Like rigid bodies, liquids also experience a tension on their surface due to the force of attraction from the inner molecules. But, here it is calculated for one unit length and is called surface tension. Surface tension is the ratio of the surface force applied on the liquid to the length along which the force acts. So, surface tension is force divided by length. Therefore, the dimensional formula will be $\dfrac{\left[ Force \right]}{\left[ length \right]}=\dfrac{\left[ \text{ML}{{\text{T}}^{\text{-2}}} \right]}{\left[ L \right]}=\left[ \text{M}{{\text{T}}^{\text{-2}}} \right]$
Now, if you compare both, the dimensional formulas are not the same.
b) Year and light year
We already know the dimensional formula of year i.e [T]. Light year is the distance the light travels within one year. Since light year is actually a distance, its dimensional formula will be [L]. Therefore, year and light year do not have the same dimensional formula.
c) Strain and angle
When an external force is applied on a body, there is some change in the shape and size of the body.
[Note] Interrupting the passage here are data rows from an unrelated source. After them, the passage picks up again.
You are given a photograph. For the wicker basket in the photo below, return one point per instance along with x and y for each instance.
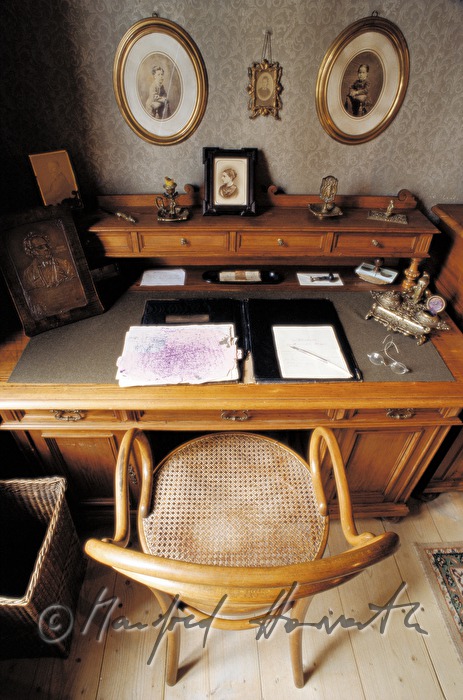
(42, 567)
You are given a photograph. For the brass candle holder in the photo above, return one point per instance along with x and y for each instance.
(328, 190)
(168, 209)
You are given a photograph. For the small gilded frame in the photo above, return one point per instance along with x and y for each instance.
(362, 80)
(229, 181)
(264, 89)
(160, 81)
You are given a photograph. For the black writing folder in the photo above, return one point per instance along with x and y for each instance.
(196, 310)
(299, 340)
(187, 312)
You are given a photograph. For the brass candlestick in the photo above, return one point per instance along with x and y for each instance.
(168, 209)
(328, 190)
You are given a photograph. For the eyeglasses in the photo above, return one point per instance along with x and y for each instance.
(376, 358)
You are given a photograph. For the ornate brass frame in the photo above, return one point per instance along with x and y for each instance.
(260, 103)
(151, 46)
(372, 39)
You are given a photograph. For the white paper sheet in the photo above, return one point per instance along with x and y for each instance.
(178, 354)
(309, 352)
(162, 278)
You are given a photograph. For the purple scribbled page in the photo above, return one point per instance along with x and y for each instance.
(178, 354)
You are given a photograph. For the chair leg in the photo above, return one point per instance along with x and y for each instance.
(172, 637)
(298, 613)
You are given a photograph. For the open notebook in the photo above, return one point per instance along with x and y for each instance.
(178, 354)
(194, 341)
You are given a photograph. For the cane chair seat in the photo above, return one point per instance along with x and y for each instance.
(232, 526)
(234, 500)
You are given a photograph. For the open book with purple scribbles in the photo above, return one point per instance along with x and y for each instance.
(179, 354)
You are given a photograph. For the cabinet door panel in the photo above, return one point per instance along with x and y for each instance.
(384, 465)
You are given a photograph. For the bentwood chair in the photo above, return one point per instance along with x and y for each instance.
(233, 526)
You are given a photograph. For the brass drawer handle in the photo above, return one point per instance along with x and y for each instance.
(400, 413)
(68, 415)
(235, 415)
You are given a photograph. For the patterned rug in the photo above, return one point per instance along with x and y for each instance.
(443, 564)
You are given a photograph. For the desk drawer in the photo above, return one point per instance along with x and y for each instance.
(282, 244)
(394, 414)
(183, 243)
(66, 418)
(368, 244)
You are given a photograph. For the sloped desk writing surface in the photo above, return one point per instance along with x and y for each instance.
(74, 428)
(283, 231)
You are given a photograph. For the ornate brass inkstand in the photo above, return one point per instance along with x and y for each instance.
(168, 209)
(414, 312)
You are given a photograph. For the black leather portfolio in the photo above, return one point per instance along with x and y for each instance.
(291, 340)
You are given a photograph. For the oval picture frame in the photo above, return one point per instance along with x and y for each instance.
(160, 81)
(362, 80)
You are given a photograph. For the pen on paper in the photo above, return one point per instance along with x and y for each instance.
(318, 357)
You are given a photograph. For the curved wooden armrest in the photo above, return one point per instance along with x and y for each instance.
(342, 488)
(121, 483)
(309, 577)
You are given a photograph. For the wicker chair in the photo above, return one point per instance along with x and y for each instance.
(232, 526)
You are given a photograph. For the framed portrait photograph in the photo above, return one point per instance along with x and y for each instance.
(229, 181)
(45, 269)
(55, 178)
(362, 80)
(264, 89)
(160, 81)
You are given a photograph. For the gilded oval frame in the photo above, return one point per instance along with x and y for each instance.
(372, 38)
(156, 49)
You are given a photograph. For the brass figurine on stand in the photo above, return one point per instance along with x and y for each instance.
(328, 190)
(388, 215)
(168, 209)
(414, 312)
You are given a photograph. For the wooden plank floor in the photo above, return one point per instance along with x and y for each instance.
(396, 663)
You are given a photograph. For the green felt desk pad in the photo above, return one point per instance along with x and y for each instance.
(86, 352)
Stain is the ratio of the amount of change of a particular component of the body to the original value of that component. For example, suppose we stretch a rubber band of length 2cm to 4cm then the strain in the length of the body will be 1, since the change of length is 2cm and the original length was also 2cm. As we can see, strain is a ratio of two similar quantities. The ratio will be of two same dimensional formulas which will be 1. Hence, strain is just a number without any dimensional formula.
We already know angle also does not have any dimensional formula; it is also just a number with no unit.
Hence the correct answer is (d)none of these, since the first pairs do not have the same dimensional formula and the in (c) both of them are dimensionless quantities,

Note: Sometimes it is misunderstood that angle has a dimension or unit of radian/degrees. Angle is the ratio of length of the arc to the radius of the circle and radius is also a length. So, it is the ratio of two same dimensions. Hence, it is a dimensionless quantity. Radian and degrees are symbols used to represent the angle so that it is not confused with the other numbers.